What Mr. Coriell hadn’t told them was that the contractor, Maine Drilling and Blasting, had carefully laid a much smaller charge than it hopes to use in the near future, and covered it with particular care with particularly large blasting mats.
At 3:26 the silence was broken by three loud horn blasts. According to the yellow signs on so many nearby trees, that signified five minutes until the explosion.
Two horns sounded four minutes later, the one-minute warning. Still nobody moved, nobody talked. One demonstrator, a young woman sitting legs crossed in a lotus position, closed her eyes.

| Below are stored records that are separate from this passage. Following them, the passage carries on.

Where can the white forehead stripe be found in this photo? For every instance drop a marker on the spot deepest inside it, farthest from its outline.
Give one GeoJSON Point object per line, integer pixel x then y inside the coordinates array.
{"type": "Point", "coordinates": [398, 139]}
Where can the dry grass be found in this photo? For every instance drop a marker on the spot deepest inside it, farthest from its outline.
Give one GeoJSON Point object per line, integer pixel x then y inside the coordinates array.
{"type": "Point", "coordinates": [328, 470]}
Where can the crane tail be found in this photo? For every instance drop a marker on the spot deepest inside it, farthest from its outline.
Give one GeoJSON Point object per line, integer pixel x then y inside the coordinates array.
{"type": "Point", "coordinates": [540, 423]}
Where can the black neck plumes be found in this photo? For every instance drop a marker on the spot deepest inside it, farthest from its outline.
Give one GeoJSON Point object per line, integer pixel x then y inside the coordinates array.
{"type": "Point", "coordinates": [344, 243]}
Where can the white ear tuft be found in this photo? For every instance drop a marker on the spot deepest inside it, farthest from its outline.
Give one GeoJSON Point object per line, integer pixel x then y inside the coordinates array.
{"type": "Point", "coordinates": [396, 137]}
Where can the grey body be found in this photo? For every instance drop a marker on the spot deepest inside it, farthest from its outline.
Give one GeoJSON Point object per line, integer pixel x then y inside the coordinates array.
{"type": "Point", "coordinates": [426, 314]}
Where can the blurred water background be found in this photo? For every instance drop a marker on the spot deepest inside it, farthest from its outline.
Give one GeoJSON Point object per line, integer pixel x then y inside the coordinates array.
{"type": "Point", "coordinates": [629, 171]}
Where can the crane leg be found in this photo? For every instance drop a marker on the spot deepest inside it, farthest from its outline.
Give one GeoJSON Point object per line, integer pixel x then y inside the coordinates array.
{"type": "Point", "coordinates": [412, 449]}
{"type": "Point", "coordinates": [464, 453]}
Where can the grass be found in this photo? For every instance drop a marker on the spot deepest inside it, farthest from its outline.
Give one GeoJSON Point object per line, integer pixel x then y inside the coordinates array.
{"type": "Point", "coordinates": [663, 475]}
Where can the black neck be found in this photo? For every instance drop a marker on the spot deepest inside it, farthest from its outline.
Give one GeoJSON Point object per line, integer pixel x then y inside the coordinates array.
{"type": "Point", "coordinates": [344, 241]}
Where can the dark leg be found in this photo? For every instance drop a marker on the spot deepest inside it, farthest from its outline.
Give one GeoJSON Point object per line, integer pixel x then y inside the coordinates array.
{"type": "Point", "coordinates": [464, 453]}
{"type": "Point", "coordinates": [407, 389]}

The words “fire in the hole” carried through the silent forest from somebody’s radio and the explosives went off, sending a cloud of gray dust into the sky. There were no casualties.
The demonstrators had stood their ground, a they had pledged to do. And GMP had blown up another piece of Lowell Mountain, as it was so determined to do.
If there’s a moral victory to be claimed, it clearly goes to the protestors. But that may only serve as consolation, a year or so from now, as they contemplate the wind towers on Lowell Mountain.